The central question raised is how the Bank of Ghana established the new Cash Reserve Ratio without considering the restructured bonds held by commercial banks, which are primarily funded by depositors’ money. Additionally, the report questions the heavy reliance on monetary policy to address a problem deeply rooted in fiscal irresponsibility.
Recommendations put forth in the report suggest that the Bank of Ghana should reassess Cash Reserve Ratio reductions and address Non-Performing Loans (NPL) to restore resilience and economic stability within the banking sector.
The proposed measures emphasize a balanced approach, urging the BoG to reconsider CRR reductions, account for restructured bonds, and mitigate NPL risks.
Furthermore, fiscal measures, including significant budget cuts, are deemed critical to alleviate inflationary pressures and redirect credit to the private sector.
This comprehensive strategy aims to bolster banking sector resilience, foster economic stability, and facilitate sustainable growth in Ghana.

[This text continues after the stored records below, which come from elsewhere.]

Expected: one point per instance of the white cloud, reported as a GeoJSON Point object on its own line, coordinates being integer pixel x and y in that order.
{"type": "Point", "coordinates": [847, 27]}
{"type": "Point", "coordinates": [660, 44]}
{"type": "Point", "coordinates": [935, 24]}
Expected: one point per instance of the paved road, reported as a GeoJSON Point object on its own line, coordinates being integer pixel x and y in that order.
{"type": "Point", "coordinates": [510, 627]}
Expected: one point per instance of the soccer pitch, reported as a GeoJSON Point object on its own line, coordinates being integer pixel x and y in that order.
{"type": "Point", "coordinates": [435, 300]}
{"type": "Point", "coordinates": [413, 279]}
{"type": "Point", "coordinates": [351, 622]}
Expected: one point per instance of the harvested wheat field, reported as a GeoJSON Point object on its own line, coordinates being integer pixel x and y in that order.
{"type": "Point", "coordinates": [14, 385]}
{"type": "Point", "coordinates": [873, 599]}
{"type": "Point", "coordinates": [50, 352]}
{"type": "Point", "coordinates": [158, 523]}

“Recommendations emphasize a balanced approach, urging BoG to reconsider CRR reductions, factor in restructured bonds, and mitigate NPL risks. Fiscal measures, including substantial budget cuts, are critical to easing inflationary pressures and redirecting credit to the private sector.
“This holistic strategy aims to restore banking sector resilience, promote economic stability, and foster sustainable growth in Ghana.”